Philphos and PASAR, while sharing history and location, are two independent private companies that provide jobs and generate revenues for the local and national economy. Penalizing PASAR for exporting its sulfuric acid—a product in which nobody took interest until recently—isn’t going to solve the problem of soaring prices of fertilizer. According to Philphos, PASAR’s production of sulfuric acid makes up only about 50 percent of Philphos’ need. The prices of raw materials, especially Earth’s finite minerals, will continue to go up worldwide. The supply can hardly catch up with the demand even if new deposits are discovered, developed and utilized.

Philphos is asking the government to allow it to mine pyrite from the closed Bagacay Mine in Hinabangan, Samar. Hauling of pyrite from the Taft River (where it was dumped years ago) in Eastern Samar could generate income for the local community. Right now nothing will grow in the abandoned mine site because of the exposed mineral ore and pyrite. Pyrite exposed to water and air forms sulfuric acid, which becomes acid mine drainage that could cause fish kill, among others. Removing the pyrite from the Bagacay Mine might thus be an environmentally better solution than simply leaving it there—aside from giving domestic fertilizer production a much needed boost. This must however be studied carefully by the DENR and MGB. Mining operations in the past caused massive pollution of the surrounding environment including the Taft River. One crisis shouldn’t be solved by haphazard solutions that lead us straight to another problem.

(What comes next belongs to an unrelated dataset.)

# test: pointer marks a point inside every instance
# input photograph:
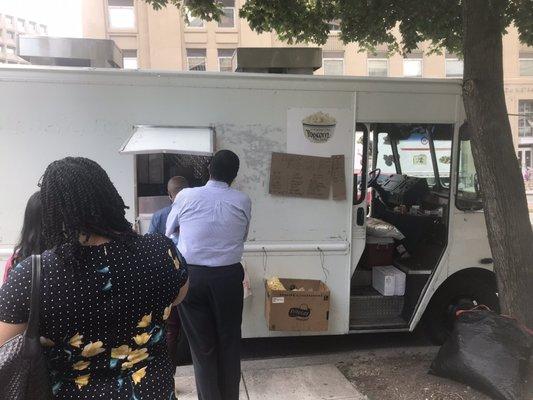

We need long-term strategies that would minimize our agricultural sector’s dependence on chemical fertilizer and toxic pesticides. The country boasts of brilliant agricultural minds such as Dr. Romulo Davide who aren’t motivated by narrow vested interest in the promotion and development of agricultural technologies. Our neighboring countries adopted technologies developed by Filipino scientists. We, on the other hand, have to a large extent allowed narrow business interests in crop production—from seed, biotech, fertilizer, and pesticide companies to middlemen and traders—to dictate the parameters of government assistance to farmers at the local level.